Company B then registers an Australian domain name (.com.au) for their new product range now called ‘Product A’ and then proceeds to sell their range of products or redirect people to their ‘Company B’ be website.
Company A notices is that their sales have dropped off significantly to the point where they need to investigate what’s happening then discover Product A being sold by Company B and the fact that Company B has registered the various domain names for their new product line, Company A complains to auDA that the domain name is the same as their company name for Company A, auDA refuses to take action because the domain name is linked substantially to their new product range, or now well-established product range, company A sees a lawyer who tells them to take action against a Company B for passing themselves off as Company A promising Company A litigation is the best way to go and that they can get the offending website and product range shutdown.
The problem is Company B did not pass themselves off as Company A but has a product called Product A, and therein lies the problem.
If Company A had of taken the trouble to register a Trademark for their company name and products it would not be such a problem but now Company B is well established in the marketplace with their product range ‘Product A’.
The story is still ongoing and it will be very expensive for both parties, I’m not involved but from what I’m seeing and although Company A has now applied for a trademark the horse has bolted, it may be too late to win the battle, but you never know.
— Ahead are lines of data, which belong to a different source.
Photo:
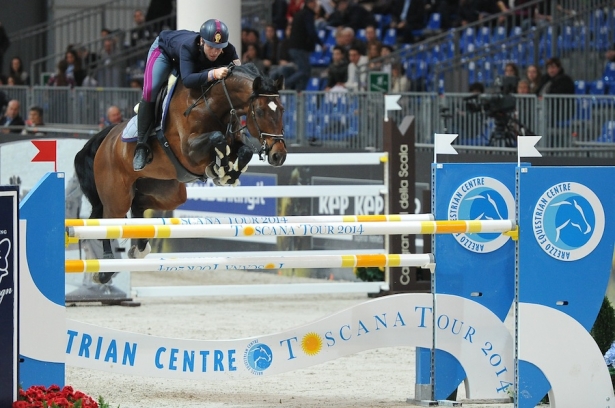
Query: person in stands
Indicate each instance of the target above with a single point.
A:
(198, 57)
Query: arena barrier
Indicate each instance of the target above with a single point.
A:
(547, 288)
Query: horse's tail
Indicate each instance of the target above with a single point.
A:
(84, 169)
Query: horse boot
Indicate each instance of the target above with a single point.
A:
(145, 120)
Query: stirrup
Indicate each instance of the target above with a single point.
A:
(143, 156)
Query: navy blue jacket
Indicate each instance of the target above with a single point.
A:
(182, 46)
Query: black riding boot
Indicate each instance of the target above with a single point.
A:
(145, 120)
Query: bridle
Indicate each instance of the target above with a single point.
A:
(234, 125)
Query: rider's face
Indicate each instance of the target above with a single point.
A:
(211, 53)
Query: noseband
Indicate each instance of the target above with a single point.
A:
(234, 125)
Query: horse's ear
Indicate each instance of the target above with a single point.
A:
(279, 82)
(257, 85)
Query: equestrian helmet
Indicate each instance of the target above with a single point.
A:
(215, 33)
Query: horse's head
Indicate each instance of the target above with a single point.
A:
(263, 109)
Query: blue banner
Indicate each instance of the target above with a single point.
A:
(9, 196)
(565, 249)
(263, 206)
(478, 266)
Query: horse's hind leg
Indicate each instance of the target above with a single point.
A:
(244, 155)
(156, 195)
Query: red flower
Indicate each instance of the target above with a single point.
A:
(37, 395)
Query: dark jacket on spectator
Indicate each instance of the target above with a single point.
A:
(561, 84)
(17, 121)
(303, 35)
(355, 17)
(278, 14)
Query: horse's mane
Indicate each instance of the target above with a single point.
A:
(251, 71)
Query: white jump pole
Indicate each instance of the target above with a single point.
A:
(252, 263)
(243, 219)
(297, 229)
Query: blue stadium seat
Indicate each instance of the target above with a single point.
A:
(597, 87)
(608, 74)
(390, 37)
(483, 37)
(499, 34)
(565, 40)
(608, 132)
(314, 84)
(580, 88)
(467, 37)
(360, 34)
(290, 116)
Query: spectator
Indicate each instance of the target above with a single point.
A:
(11, 117)
(35, 120)
(4, 100)
(18, 72)
(88, 59)
(140, 34)
(385, 51)
(270, 48)
(74, 68)
(555, 81)
(278, 14)
(4, 45)
(136, 83)
(476, 88)
(511, 78)
(251, 37)
(346, 38)
(110, 70)
(294, 6)
(408, 15)
(371, 37)
(523, 87)
(533, 75)
(357, 70)
(399, 80)
(157, 10)
(251, 55)
(60, 78)
(303, 40)
(337, 73)
(349, 14)
(373, 54)
(113, 117)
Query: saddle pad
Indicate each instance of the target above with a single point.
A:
(129, 134)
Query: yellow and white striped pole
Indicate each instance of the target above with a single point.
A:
(291, 229)
(248, 263)
(243, 219)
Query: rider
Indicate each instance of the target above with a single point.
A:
(195, 56)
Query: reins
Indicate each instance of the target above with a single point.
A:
(234, 125)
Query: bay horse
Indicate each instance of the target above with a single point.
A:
(202, 137)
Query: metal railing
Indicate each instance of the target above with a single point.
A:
(442, 62)
(354, 120)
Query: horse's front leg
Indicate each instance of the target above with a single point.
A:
(240, 165)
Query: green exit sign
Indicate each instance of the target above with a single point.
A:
(379, 82)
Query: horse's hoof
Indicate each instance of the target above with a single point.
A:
(103, 277)
(134, 253)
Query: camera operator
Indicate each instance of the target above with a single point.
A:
(501, 108)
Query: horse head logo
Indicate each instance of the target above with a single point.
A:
(5, 251)
(571, 215)
(485, 207)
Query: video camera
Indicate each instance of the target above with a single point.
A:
(495, 105)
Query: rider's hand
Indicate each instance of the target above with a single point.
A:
(220, 73)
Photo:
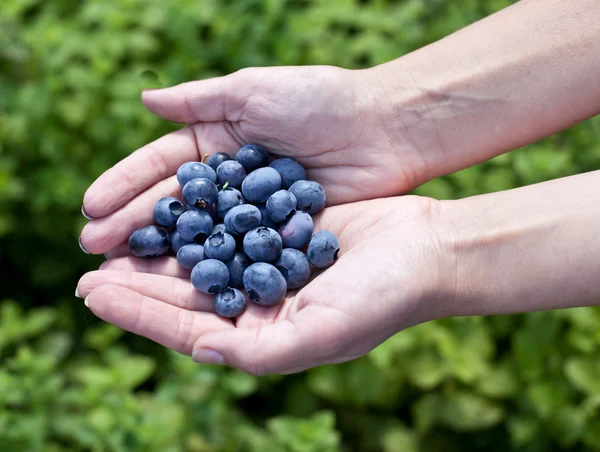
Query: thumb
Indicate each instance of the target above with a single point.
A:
(215, 99)
(287, 346)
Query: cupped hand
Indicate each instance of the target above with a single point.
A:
(387, 278)
(326, 117)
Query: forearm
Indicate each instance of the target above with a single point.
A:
(531, 248)
(510, 79)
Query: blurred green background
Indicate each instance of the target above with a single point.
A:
(70, 79)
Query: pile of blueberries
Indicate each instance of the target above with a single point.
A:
(244, 223)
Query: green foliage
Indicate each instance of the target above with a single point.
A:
(70, 79)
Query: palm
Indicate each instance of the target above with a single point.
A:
(341, 314)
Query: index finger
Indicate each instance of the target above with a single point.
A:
(142, 169)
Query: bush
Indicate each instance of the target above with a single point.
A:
(70, 79)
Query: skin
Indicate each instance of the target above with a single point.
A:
(513, 78)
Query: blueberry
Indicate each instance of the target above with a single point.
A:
(323, 249)
(290, 170)
(193, 170)
(264, 284)
(176, 240)
(232, 172)
(241, 219)
(262, 244)
(189, 255)
(200, 192)
(260, 184)
(167, 210)
(210, 276)
(195, 226)
(220, 246)
(252, 156)
(236, 265)
(311, 196)
(264, 218)
(280, 204)
(149, 241)
(219, 228)
(294, 267)
(297, 230)
(228, 198)
(216, 159)
(230, 303)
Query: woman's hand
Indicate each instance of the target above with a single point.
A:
(326, 117)
(386, 279)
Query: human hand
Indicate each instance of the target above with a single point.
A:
(386, 279)
(325, 117)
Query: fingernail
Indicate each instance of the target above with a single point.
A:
(85, 214)
(207, 356)
(82, 247)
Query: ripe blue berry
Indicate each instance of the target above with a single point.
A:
(264, 284)
(297, 230)
(262, 244)
(290, 170)
(231, 171)
(230, 303)
(200, 192)
(236, 265)
(195, 226)
(294, 267)
(216, 159)
(323, 249)
(310, 195)
(210, 276)
(167, 210)
(260, 184)
(220, 246)
(193, 170)
(241, 219)
(149, 241)
(280, 204)
(189, 255)
(228, 198)
(252, 156)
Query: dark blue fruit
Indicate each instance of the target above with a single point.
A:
(260, 184)
(252, 156)
(262, 244)
(236, 265)
(216, 159)
(219, 228)
(210, 276)
(149, 241)
(220, 246)
(280, 204)
(264, 284)
(323, 249)
(228, 198)
(290, 170)
(200, 192)
(294, 267)
(195, 226)
(167, 210)
(297, 230)
(176, 240)
(189, 255)
(230, 303)
(310, 195)
(193, 170)
(241, 219)
(232, 172)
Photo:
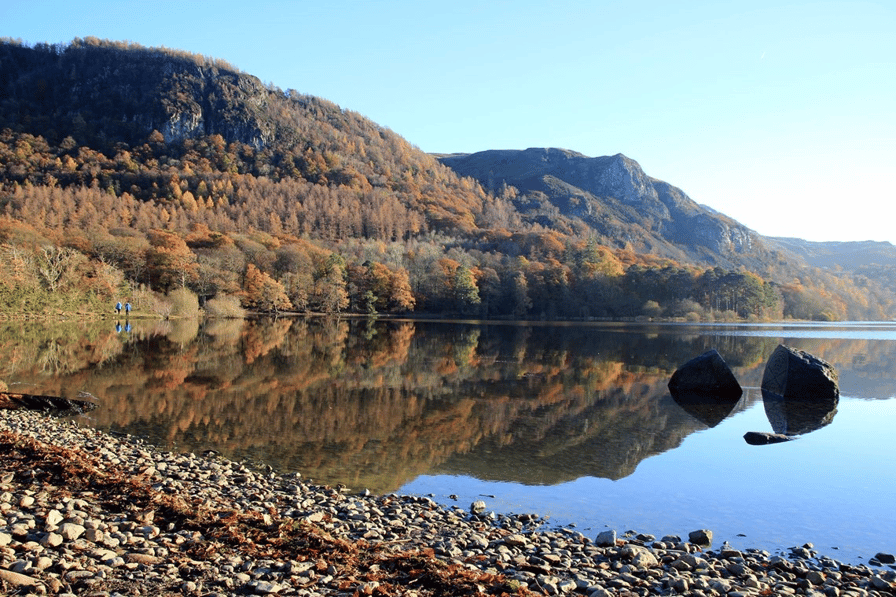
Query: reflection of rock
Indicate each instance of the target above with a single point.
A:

Whichever way it turns out it will be expensive.
The moral of the story is if you have a brand, product or range of services that bring in your income and you want to protect it the best way to do that is to own a registered trademark around that brand, logo or business name. I’m a management consultant and primarily help people with their IP strategies and apply for Trademarks to protect their brands.
Note: .au Domain Administration Ltd (auDA) is the policy authority and industry self-regulatory body for the .au domain space.